A Question of Proof
- First edition (UK)
- Author: Cecil Day-Lewis
- Language: English
- Series: Nigel Strangeways
- Genre: Detective
- Publisher: Collins Crime Club
- Publication date: 1935
- Publication place: United Kingdom
- Media type: Print
- Followed by: Thou Shell of Death

= A Question of Proof =

1935 novel

A Question of Proof is a 1935 detective novel by Cecil Day-Lewis, written under the pen name of Nicholas Blake. It is the first in a series of novels featuring the private detective Nigel Strangeways. Day-Lewis chose to write under an assumed name as he feared writing in the popular detective genre would harm his growing reputation as a serious-minded poet.
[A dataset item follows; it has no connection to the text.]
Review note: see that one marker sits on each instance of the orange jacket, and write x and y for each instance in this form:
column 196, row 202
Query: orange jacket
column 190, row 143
Consequently, the publishers Collins advertised the book as being written by a "well-known writer" using a pen name. It was a commercial success selling around 200,000 copies in Britain and launching Day-Lewis, who quickly did become widely identified as the author, as one of the leading writers of the Golden Age of Detective Fiction.

==Synopsis==
At Sudeley Hall preparatory school on sports day the body of Algernon Wyvern-Wemys, nephew of the headmaster and widely loathed throughout the school, is found dead in a haystack. When the police's suspicions fall on teacher Michael Evans who has been having an affair with the headmaster's wife, he asks his old friend from Oxford Nigel Strangeways to investigate the real culprit. He has his suspicions, but requires the necessary proof until a second murder is committed during a cricket match.

==Bibliography==
- Reilly, John M. Twentieth Century Crime & Mystery Writers. Springer, 2015.
- Stanford, Peter. C Day-Lewis: A Life. A&C Black, 2007.